Now pull together what you’ve learned across Q1–Q5 (including the updated sub-questions). Create a summary table comparing all VaR methods you’ve tested (Normal+EWMA, Student-t+EWMA, FHS, fixed-correlation, rolling-correlation, Monte Carlo, two-regime MC) on: hit ratio, CVaR accuracy, and whether the method adapts to correlation regime changes. Based on this comparison, which risk model would you recommend for a portfolio manager who needs a daily VaR report? What tradeoffs does your recommendation involve?

# Single-stock data for Q7
stock_prices = pd.read_excel(DATA_PATH + 'single_stock_data.xlsx', 
                              sheet_name='prices', index_col=0, parse_dates=True)
earnings_flags = pd.read_excel(DATA_PATH + 'single_stock_data.xlsx', 
                                sheet_name='earnings', index_col=0, parse_dates=True)

meta_rets = stock_prices['META'].pct_change().dropna()
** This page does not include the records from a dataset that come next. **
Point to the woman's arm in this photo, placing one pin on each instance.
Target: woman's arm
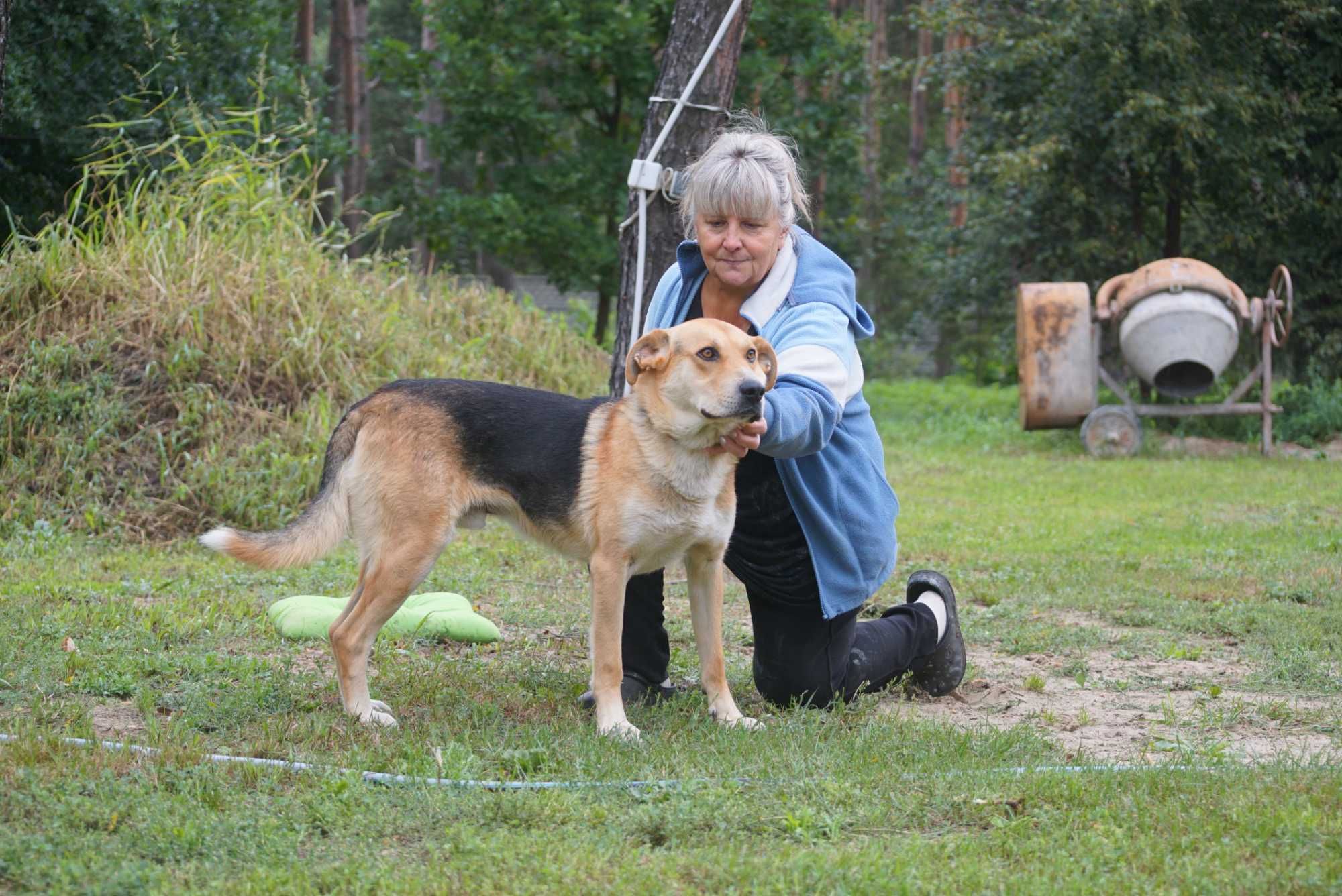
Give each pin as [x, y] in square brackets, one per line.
[819, 371]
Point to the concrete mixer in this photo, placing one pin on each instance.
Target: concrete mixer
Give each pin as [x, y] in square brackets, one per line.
[1176, 327]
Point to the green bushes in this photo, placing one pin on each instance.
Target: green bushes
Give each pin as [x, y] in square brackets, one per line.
[1310, 412]
[179, 345]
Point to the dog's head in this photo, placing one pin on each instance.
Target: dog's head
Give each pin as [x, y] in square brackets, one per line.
[703, 379]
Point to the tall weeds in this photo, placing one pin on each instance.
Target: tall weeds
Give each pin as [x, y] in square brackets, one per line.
[178, 347]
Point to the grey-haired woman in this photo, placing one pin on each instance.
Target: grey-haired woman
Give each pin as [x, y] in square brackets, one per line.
[815, 532]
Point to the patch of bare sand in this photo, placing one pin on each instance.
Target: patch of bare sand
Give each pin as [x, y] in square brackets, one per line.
[117, 720]
[1136, 709]
[1202, 447]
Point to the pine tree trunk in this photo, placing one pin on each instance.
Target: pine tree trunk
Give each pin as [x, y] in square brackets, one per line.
[5, 44]
[1175, 209]
[355, 96]
[919, 104]
[877, 54]
[959, 178]
[327, 182]
[693, 26]
[426, 164]
[303, 33]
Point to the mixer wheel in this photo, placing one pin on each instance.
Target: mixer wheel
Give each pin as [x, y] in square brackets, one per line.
[1112, 431]
[1282, 311]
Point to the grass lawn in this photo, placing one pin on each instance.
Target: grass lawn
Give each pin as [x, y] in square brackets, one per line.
[1178, 612]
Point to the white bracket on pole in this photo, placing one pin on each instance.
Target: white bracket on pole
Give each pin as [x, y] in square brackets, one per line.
[646, 175]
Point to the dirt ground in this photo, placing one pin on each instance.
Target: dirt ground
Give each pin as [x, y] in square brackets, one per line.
[1202, 447]
[1136, 710]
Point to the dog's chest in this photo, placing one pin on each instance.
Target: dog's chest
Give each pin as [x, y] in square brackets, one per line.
[662, 532]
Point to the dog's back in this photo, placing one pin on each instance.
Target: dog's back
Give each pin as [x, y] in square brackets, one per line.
[446, 453]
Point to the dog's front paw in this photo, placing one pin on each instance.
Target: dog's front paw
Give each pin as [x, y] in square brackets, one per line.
[622, 730]
[378, 714]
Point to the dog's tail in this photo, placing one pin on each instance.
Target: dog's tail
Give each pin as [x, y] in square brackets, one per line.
[317, 530]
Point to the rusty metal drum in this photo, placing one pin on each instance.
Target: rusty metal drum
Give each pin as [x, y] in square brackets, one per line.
[1055, 351]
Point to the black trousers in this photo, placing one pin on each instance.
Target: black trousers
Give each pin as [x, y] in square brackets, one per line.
[799, 655]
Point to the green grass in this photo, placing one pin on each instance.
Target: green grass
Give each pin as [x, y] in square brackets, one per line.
[1171, 553]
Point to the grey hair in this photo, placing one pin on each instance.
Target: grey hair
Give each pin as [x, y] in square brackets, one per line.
[748, 171]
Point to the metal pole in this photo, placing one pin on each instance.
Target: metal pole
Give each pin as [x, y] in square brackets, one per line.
[1268, 379]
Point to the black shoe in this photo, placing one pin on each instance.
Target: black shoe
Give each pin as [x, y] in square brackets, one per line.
[940, 673]
[635, 690]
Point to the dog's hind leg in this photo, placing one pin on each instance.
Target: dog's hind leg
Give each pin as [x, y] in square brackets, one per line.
[397, 569]
[704, 571]
[350, 606]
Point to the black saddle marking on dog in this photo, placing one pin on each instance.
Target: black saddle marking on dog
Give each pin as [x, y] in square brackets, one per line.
[527, 442]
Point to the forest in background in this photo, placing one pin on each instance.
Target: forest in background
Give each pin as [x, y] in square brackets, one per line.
[953, 150]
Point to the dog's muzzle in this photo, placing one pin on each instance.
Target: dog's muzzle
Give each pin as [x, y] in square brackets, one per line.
[750, 404]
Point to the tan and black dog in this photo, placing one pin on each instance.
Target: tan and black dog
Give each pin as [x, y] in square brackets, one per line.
[627, 486]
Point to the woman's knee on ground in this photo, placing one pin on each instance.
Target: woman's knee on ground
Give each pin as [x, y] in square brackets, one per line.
[784, 687]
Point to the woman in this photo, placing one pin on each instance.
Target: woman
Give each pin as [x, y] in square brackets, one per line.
[815, 532]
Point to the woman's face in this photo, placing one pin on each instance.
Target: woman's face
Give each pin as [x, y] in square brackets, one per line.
[739, 251]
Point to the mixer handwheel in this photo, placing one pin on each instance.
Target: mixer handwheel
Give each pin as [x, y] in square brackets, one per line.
[1280, 313]
[1112, 431]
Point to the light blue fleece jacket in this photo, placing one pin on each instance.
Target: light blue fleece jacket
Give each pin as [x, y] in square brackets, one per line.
[821, 430]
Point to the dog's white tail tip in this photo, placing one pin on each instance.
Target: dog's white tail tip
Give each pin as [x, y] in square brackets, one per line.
[218, 540]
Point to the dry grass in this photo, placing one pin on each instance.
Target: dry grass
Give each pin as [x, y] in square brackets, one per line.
[180, 344]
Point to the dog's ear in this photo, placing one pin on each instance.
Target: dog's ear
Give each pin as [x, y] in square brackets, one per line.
[768, 360]
[650, 353]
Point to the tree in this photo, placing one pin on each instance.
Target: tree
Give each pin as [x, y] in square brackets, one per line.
[430, 117]
[693, 27]
[5, 41]
[69, 62]
[354, 21]
[304, 27]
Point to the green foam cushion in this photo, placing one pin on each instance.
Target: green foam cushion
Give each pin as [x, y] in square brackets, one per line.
[438, 615]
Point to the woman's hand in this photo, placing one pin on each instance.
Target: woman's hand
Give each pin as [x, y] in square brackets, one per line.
[743, 441]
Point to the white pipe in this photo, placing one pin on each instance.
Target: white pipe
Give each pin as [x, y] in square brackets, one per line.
[635, 320]
[637, 323]
[694, 80]
[472, 784]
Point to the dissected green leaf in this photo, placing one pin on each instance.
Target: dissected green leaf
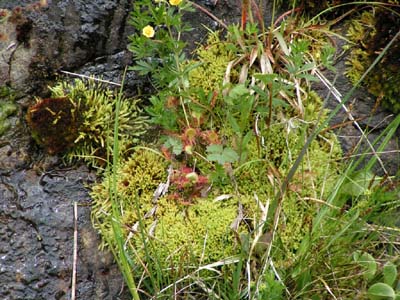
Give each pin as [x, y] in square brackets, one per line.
[389, 273]
[381, 290]
[368, 264]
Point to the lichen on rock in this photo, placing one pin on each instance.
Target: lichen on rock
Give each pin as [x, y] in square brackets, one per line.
[369, 34]
[7, 109]
[81, 117]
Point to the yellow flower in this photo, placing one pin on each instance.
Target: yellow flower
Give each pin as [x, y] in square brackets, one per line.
[148, 31]
[175, 2]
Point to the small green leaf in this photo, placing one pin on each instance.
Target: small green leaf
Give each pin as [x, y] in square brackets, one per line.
[175, 144]
[381, 290]
[230, 155]
[368, 264]
[389, 273]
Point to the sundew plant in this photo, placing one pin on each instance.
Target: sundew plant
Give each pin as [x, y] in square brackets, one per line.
[245, 193]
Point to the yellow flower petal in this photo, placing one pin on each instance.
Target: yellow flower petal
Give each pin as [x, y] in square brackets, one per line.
[148, 31]
[175, 2]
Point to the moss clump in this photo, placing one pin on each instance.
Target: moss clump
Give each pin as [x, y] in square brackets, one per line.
[81, 117]
[54, 123]
[370, 35]
[213, 57]
[178, 232]
[7, 109]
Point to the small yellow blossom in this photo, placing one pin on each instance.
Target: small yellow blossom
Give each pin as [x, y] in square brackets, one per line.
[175, 2]
[148, 31]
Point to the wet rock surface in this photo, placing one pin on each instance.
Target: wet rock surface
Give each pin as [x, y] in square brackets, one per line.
[36, 228]
[37, 191]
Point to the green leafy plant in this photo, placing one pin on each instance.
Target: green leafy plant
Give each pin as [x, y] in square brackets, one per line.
[81, 115]
[245, 195]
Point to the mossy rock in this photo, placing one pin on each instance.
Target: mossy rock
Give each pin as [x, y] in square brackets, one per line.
[7, 109]
[78, 121]
[370, 34]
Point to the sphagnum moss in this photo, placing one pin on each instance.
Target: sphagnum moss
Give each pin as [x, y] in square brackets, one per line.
[82, 115]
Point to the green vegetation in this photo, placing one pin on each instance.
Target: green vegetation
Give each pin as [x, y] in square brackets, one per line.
[245, 194]
[7, 109]
[369, 35]
[82, 116]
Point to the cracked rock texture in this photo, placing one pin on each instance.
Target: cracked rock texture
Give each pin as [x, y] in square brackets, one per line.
[37, 191]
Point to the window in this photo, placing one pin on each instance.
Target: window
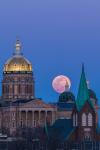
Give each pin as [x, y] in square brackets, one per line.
[83, 119]
[90, 122]
[74, 120]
print(f'META daily returns: {len(meta_rets)} days')
print(f'Date range: {meta_rets.index.min().date()} to {meta_rets.index.max().date()}')
print(f'Earnings days flagged: {earnings_flags["META"].sum()}')
print()
meta_rets.describe().round(4)

Q7: Concentrated Equity Risk#

Everything in Q1–Q6 models a diversified portfolio where risk comes from volatility dynamics and correlation structure. Now test whether your methods transfer to a very different setting: concentrated single-stock risk.

Using data/single_stock_data.xlsx, apply your VaR framework to META (Meta Platforms).

a) Compute summary risk statistics: annualized volatility, skewness, excess kurtosis, and the MLE Student-t degrees of freedom. How do these compare to the diversified portfolio from Q1?

b) Apply your best-performing VaR method from Q6 at the 5% level. Backtest it. Does it maintain its calibration on single-stock returns?

c) The earnings sheet in the data file flags the trading days on which META’s quarterly earnings result was first reflected in the price. These are scheduled events—known weeks or months in advance—yet EWMA cannot anticipate them because no volatility spike has occurred yet at forecast time.

Separate the backtest into earnings days and all other days. What is the VaR hit ratio in each group? What fraction of total VaR breaches come from earnings days?

d) Propose one concrete modification to your VaR method that accounts for scheduled earnings risk. Implement it and show whether it improves calibration. You might consider scaling volatility on known earnings dates, switching distributional assumptions around events, or any other approach—but you must implement it and backtest the result.